Land use change in the Elk Grove area, Sacramento County, 1988-2008

In this Image

Changes in this area are predominantly conversions from irrigated farming (green) to urban (red) and fallow land (yellow).  Areas of low density residential use are located on the right side of the image (gray).  Urban increases in the image total nearly 17,100 acres, primarily residential and commercial development in the City of Elk Grove; with agricultural losses of a similar amount.  Area shown is approximately 13.7 miles east-west and 9.2 miles north-south.  Information on these changes was gathered from air photos, local comments, and field reconnaissance.

Sacramento County has been among the 'Top Ten Urbanizing Counties' as well as in the top ranks for net loss of  irrigated land as mapped by FMMP between 1988 and 2002.  Growth in Urban land has averaged over 4,600 acres per biennial map update since 1988.

A brief history of Elk Grove

The city of Elk Grove is located in Sacramento County approximately 15 miles south of the City of Sacramento.  Elk Grove was founded in 1850, when James Hall built the Elk Grove Hotel and Stagestop on Upper Stockton Road.  The road, which followed the route of what is now Highway 99, was one of two linking Sacramento and Stockton.  The community became a center for serving the needs of gold miners as well as the growing agricultural sector.

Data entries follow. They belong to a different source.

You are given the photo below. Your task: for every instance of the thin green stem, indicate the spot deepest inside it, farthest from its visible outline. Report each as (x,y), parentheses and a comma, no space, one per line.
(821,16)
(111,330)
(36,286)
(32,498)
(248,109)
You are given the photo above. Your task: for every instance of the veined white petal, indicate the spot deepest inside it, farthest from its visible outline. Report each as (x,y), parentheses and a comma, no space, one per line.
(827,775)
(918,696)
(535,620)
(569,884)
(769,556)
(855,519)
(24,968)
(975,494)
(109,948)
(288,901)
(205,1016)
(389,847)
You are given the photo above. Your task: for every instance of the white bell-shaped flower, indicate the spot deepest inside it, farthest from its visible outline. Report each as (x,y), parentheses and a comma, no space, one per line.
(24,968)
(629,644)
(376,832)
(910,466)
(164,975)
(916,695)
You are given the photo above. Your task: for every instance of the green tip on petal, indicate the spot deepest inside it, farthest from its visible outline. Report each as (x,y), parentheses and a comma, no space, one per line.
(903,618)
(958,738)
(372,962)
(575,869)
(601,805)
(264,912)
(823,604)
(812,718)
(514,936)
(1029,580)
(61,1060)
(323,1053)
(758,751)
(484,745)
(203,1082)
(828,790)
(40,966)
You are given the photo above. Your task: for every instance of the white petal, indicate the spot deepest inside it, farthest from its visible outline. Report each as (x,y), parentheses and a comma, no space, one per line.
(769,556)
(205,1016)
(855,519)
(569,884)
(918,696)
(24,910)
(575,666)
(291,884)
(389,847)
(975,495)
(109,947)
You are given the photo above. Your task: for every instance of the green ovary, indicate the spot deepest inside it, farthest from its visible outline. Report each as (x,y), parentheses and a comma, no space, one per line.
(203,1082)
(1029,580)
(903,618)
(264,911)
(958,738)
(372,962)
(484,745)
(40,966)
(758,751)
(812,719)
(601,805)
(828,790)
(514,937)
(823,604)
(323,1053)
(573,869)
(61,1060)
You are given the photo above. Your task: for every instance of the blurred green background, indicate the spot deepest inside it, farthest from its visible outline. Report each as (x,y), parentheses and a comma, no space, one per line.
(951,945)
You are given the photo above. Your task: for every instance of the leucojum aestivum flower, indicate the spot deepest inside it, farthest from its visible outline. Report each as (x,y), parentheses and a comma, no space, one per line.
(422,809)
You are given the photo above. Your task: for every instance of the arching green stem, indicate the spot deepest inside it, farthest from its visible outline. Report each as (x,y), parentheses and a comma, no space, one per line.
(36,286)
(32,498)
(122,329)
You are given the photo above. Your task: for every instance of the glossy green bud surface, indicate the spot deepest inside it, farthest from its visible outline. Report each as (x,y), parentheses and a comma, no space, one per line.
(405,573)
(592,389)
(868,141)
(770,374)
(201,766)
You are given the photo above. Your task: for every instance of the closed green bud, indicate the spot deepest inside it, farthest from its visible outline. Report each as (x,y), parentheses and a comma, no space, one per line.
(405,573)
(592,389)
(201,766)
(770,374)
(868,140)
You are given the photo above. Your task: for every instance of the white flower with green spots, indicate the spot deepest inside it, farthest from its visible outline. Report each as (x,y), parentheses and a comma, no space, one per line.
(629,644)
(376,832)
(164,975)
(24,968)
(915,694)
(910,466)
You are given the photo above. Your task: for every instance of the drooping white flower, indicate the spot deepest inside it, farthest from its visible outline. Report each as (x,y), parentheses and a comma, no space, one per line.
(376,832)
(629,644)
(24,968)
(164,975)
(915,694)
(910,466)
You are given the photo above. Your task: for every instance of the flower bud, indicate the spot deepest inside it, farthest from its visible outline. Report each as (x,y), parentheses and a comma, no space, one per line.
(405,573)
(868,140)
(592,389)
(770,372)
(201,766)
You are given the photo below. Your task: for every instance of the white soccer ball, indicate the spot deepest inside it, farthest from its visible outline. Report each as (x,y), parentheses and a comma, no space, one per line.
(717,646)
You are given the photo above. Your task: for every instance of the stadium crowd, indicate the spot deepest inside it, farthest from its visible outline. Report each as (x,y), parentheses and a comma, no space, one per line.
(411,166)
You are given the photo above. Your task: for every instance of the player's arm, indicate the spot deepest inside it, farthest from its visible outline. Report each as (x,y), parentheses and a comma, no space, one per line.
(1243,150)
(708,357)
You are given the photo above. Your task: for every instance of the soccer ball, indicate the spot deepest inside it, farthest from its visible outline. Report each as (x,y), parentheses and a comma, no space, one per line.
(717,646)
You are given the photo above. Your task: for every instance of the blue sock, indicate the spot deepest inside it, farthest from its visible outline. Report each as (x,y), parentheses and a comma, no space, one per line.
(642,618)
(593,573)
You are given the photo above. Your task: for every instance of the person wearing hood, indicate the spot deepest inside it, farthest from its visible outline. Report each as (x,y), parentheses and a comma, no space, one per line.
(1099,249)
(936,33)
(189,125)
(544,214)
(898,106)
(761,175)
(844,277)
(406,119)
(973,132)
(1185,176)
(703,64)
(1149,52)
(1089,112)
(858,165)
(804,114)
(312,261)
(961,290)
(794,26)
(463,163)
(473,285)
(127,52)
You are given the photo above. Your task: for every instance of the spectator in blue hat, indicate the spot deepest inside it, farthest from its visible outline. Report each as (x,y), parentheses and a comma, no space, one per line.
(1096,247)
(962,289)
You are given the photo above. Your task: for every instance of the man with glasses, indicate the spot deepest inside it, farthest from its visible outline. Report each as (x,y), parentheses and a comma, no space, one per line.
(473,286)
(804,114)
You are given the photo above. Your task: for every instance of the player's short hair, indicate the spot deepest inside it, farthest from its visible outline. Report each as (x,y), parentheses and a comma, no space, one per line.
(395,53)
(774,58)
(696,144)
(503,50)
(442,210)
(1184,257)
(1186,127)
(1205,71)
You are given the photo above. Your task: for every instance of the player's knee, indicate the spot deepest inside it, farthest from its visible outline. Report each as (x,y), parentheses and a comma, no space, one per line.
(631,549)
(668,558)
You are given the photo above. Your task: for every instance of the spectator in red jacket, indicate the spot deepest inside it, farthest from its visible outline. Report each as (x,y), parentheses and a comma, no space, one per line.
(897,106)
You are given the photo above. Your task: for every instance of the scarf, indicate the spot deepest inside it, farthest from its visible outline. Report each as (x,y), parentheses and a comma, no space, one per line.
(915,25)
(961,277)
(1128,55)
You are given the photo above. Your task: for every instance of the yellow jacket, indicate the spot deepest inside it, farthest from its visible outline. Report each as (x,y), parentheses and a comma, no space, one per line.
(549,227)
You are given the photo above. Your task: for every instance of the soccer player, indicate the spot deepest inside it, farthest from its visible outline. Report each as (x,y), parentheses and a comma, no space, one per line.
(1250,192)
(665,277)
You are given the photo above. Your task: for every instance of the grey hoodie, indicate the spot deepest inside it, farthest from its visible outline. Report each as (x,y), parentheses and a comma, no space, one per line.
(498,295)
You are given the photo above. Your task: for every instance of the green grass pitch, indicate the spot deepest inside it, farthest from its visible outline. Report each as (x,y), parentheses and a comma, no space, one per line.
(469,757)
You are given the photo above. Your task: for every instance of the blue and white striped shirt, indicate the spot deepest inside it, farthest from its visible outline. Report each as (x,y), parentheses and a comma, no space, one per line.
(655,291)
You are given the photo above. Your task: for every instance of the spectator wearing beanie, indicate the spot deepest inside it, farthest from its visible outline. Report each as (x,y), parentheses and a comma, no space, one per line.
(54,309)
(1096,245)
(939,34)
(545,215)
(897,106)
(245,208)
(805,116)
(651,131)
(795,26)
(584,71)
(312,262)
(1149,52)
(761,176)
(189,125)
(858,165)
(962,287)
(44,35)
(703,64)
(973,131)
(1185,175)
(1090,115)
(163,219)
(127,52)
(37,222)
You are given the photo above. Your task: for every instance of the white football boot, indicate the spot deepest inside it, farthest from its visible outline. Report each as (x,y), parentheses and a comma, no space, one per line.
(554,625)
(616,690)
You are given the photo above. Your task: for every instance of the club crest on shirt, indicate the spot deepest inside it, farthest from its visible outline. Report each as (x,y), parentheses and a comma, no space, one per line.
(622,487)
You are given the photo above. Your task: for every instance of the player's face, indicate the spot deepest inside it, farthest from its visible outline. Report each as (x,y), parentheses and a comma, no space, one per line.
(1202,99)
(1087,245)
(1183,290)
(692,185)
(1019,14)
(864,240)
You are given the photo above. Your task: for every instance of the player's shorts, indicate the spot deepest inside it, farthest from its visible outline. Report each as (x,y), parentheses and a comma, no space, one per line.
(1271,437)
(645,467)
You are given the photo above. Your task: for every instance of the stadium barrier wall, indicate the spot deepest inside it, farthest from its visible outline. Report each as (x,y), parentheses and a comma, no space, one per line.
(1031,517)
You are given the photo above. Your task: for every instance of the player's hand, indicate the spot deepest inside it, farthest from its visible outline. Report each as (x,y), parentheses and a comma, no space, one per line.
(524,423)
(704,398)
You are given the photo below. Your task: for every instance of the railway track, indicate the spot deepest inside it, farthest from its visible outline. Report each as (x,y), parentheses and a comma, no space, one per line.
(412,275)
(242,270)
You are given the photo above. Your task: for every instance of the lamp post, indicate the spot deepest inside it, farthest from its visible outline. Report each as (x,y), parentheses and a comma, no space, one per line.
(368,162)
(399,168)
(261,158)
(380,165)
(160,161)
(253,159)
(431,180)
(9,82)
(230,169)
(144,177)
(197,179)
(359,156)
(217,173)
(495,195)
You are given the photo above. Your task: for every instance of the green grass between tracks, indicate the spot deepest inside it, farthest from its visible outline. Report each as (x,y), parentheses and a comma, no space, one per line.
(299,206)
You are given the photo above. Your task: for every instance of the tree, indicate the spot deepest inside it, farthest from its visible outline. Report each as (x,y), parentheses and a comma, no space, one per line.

Its rural setting and proximity to the State Capital via State Highway 99 made the community attractive to commuters in the 1980's.  As the community spread west toward Interstate 5, Bay Area commuters began moving to the area.  The City of Elk Grove incorporated in July 2000, and in 2004 expanded with the inclusion of Laguna West, a planned community that had been developed while under County administration.  Population in the city doubled to 141,430 between 2000 and 2008.

While agriculture continues to be a part of El Grove’s economy in the form of livestock, vineyards, orchards, and row crops, housing and retail construction have increased dramatically, putting pressure on farmlands.  The largest employer in the city is the Elk Grove Unified School District.